Number of Trials is Fixed
You must know the number of trials (n) in advance. The experiment runs for exactly n trials.
Same Probability
The probability of success (p) remains constant for every trial. Conditions shouldn't change during the experiment.
Practical Examples
Example 1: Quality Control
A machine produces items with 3% defect rate. In a sample of 20 items:
n = 20, p = 0.03
Q: What's the probability of exactly 1 defective item?
P(X = 1) = C(20,1) × 0.03¹ × 0.97¹⁹ = 0.3364 (33.64%)
Example 2: Medical Trial
A treatment has 70% success rate. For 15 patients:
n = 15, p = 0.70
Q: What's the probability at least 12 patients are cured?
P(X ≥ 12) = P(12) + P(13) + P(14) + P(15) = 0.2969 (29.69%)
Example 3: Sports Predictions
A basketball player has 80% free throw accuracy. For 10 attempts:
n = 10, p = 0.80
Q: What's the probability of making at least 8 shots?
P(X ≥ 8) = 0.6778 (67.78%)
Expected makes: μ = 10 × 0.80 = 8
Binomial vs. Other Distributions
Binomial vs. Bernoulli
Bernoulli is a special case of binomial with n = 1 (single trial). Binomial can be thought of as the sum of n independent Bernoulli trials.
Binomial vs. Poisson
When n is large and p is small (rare events), the binomial distribution approximates the Poisson distribution with λ = np. Use Poisson when counting events in continuous time/space.
Normal Approximation
When n is large and both np ≥ 5 and n(1-p) ≥ 5, the binomial distribution is approximately normal with μ = np and σ = √(np(1-p)). This simplifies calculations for large n.
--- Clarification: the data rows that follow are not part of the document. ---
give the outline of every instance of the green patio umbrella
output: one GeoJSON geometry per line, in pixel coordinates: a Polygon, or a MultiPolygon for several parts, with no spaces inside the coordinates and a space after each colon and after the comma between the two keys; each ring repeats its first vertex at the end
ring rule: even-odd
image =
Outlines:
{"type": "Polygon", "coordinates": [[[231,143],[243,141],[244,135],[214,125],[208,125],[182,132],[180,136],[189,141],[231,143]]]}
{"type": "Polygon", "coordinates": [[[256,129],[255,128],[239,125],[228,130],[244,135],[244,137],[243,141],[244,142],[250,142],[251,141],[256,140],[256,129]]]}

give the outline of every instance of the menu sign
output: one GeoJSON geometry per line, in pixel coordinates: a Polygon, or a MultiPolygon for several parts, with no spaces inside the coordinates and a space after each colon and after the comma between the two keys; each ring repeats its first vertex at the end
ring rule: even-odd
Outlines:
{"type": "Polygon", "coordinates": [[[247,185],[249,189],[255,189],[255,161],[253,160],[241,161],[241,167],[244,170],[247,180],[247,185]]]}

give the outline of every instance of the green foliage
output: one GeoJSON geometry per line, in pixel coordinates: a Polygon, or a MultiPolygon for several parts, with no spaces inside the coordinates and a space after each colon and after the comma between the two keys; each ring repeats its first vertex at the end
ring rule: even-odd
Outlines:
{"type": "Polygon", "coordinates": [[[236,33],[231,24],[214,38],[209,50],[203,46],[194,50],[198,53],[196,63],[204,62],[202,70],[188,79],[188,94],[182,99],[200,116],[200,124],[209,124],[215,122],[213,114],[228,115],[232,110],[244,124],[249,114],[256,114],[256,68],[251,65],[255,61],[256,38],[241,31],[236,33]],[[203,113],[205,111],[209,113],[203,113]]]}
Applications of Binomial Distribution
Quality Assurance
- Acceptance sampling in manufacturing
- Defect rate analysis
- Reliability testing
Medicine and Biology
- Drug efficacy trials
- Genetic inheritance patterns
- Diagnostic test accuracy
Business and Marketing
- Survey response rates
- Conversion rate analysis
- Risk assessment
Education and Psychology
- Test score analysis
- Guessing on multiple choice exams
- Behavioral studies
Frequently Asked Questions
What's the maximum value of n I can use?
This calculator handles n up to 170 due to factorial limitations. For larger n, use the normal approximation or software with arbitrary precision arithmetic.
When should I NOT use binomial distribution?
Don't use it when: trials aren't independent, probability changes between trials, outcomes aren't binary, or sample size is large relative to population (use hypergeometric instead).
How do I know if results are statistically significant?
Compare your observed probability to the significance level (typically α = 0.05). If P(X ≥ observed) < α for an unusually high count, the result may be significant.
What if I get 0.000000 as my answer?
Very small probabilities may display as zero due to rounding. The actual probability exists but is extremely small. This often happens with extreme values of x relative to n and p.